Avoid allocating a default source pattern by using the static black pattern
object. The one complication is that we need to ensure that the static
pattern does leak to the application, so we replace it with an allocated
solid pattern within _cairo_gstate_get_source().
Only copy the pattern if we need to modify it, e.g. preserve a copy in a
snapshot or a soft-mask, or to modify the matrix. Otherwise we can
continue to use the original pattern and mark it as const in order to
generate compiler warnings if we do attempt to write to it.
Adrian Johnson discovered cases where we mistakenly compared the result
of unsigned arithmetic where we need signed quantities. Look for similar
cases in the users of cairo_rectangle_int_t.
As is so often the case, reading the commit log gives you fresh insight in
the problem - often called confessional debugging...
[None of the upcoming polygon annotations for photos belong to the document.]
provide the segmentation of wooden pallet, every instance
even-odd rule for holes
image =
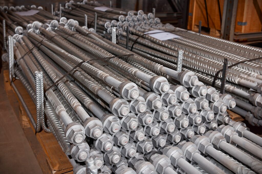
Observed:
[[[4,83],[8,99],[13,107],[43,173],[73,173],[73,167],[52,134],[35,130],[23,105],[10,85],[7,70],[4,71]],[[36,119],[35,106],[19,80],[14,82]]]

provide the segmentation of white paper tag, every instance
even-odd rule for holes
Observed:
[[[166,40],[173,38],[178,38],[180,37],[180,36],[176,34],[158,29],[150,31],[145,33],[144,34],[148,33],[152,33],[148,35],[160,40]]]
[[[95,10],[99,10],[102,11],[105,11],[107,10],[113,10],[112,8],[110,8],[106,7],[98,7],[94,8]]]
[[[20,16],[32,16],[37,13],[39,12],[39,10],[30,10],[26,11],[20,11],[16,12],[15,13]]]

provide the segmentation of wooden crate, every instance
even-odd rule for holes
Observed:
[[[44,174],[73,173],[73,167],[53,134],[43,131],[35,133],[23,105],[10,85],[7,70],[4,71],[4,83],[8,99]],[[36,119],[35,106],[19,80],[14,83]],[[18,101],[18,103],[17,101]]]

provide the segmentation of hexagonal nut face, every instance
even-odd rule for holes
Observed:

We can simplify the problem by ignoring attr->[xy]_offset, for the time
being, and focus on computing the correct matrix. This is comparatively
simple as all we need to do is perform the appropriate rounding on the
translation vector.
A complication I realised after pushing 3eb4bc3 was handling larger
sampled areas. Extending the test case revealed that the optimization
was broken for anything but the identity transform (after removing the
translation). Correctness first, leaving the "pixel-exact" solution for
interested reader...
As identified in bug 15479,
Unpredictable performance of cairo-xlib with non-integer translations of a
source surface pattern
(https://bugs.freedesktop.org/show_bug.cgi?id=15479),
source surfaces with a fractional translation hit slow paths for some
drivers, causing seemingly random performance variations. As a work-around
Owen Taylor proposed that cairo could convert non-integer translations on
NEAREST sources patterns to their integer equivalents.
The messy detail involved here is replicating the rounding mode used by
pixman for the sample offset, but otherwise the conversion is fairly
trivial.
As proof-of-principle, compute a scale factor to avoid overflow when
converting a linear pattern to pixman_fixed_t. Fixes test/huge-pattern,
but the principle should be extended to handle more cases of overflow.